OTHER MEDICAL TREATMENTS

Other antiangiogenic therapy approaches are based on proteins like antibodies or enzymes. In contrast to pegaptanib, bevacizumab (Avastin, Genentech), a full-length, humanized monoclonal antibody against VEGF and ranibizumab (Lucentis, Genentech), a recombinant, humanized, monoclonal antibody antigen-binding fragment (Fab), bind and neutralize all the biologically active forms of VEGF. Both drugs are proteins that were genetically modified from the same murine monoclonal antibody against VEGF. The two proteins differ in their component, size, and affinity for VEGF. Whereas bevacizumab is a humanized, murine full-length antibody with two binding sites for VEGF and an Fc fragment, ranibizumab is a humanized, murine anti- gen-binding fragment (Fab) with only a single affinity-matured binding site for VEGF.

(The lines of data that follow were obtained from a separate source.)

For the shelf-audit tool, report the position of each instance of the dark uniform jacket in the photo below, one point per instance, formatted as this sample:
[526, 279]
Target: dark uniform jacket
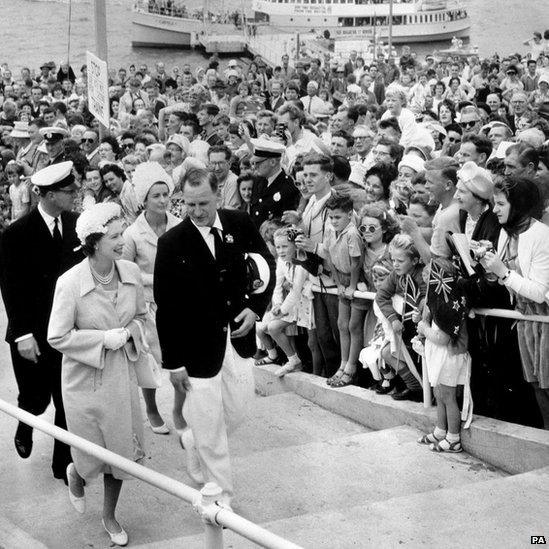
[271, 201]
[30, 265]
[198, 296]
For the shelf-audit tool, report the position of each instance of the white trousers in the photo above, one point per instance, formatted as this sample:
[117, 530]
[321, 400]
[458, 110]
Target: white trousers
[213, 408]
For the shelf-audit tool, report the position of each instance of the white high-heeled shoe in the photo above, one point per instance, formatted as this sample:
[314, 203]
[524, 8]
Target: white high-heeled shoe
[119, 538]
[160, 430]
[79, 503]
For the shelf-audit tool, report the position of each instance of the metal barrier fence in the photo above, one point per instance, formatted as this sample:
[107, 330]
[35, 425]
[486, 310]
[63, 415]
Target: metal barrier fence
[500, 313]
[204, 503]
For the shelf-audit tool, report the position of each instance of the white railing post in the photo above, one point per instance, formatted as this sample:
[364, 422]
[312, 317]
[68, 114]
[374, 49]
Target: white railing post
[206, 506]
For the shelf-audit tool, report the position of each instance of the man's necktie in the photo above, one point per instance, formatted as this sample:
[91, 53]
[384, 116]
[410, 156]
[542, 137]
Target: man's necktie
[217, 241]
[57, 238]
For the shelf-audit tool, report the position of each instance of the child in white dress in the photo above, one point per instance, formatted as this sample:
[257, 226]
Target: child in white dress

VEGF-Trap (R1R2) is a fusion protein that combines ligand-binding elements taken from the extracellular domains of the receptors VEGFR-1 and VEGFR-2 fused to the Fc portion of immunoglobulin G (IgG). This potent high-affinity VEGF blocker effectively suppresses tumor growth and vascularization in vivo.

Several publications demonstrated the fundamental role of the c-raf kinase in cell proliferation, resistance to apoptosis, and its influence on the VEGF pathway. Although this therapy is still at an experimental level, it appears to be a promising method of treating neovascular tissue in AMD and diabetic retinopathy.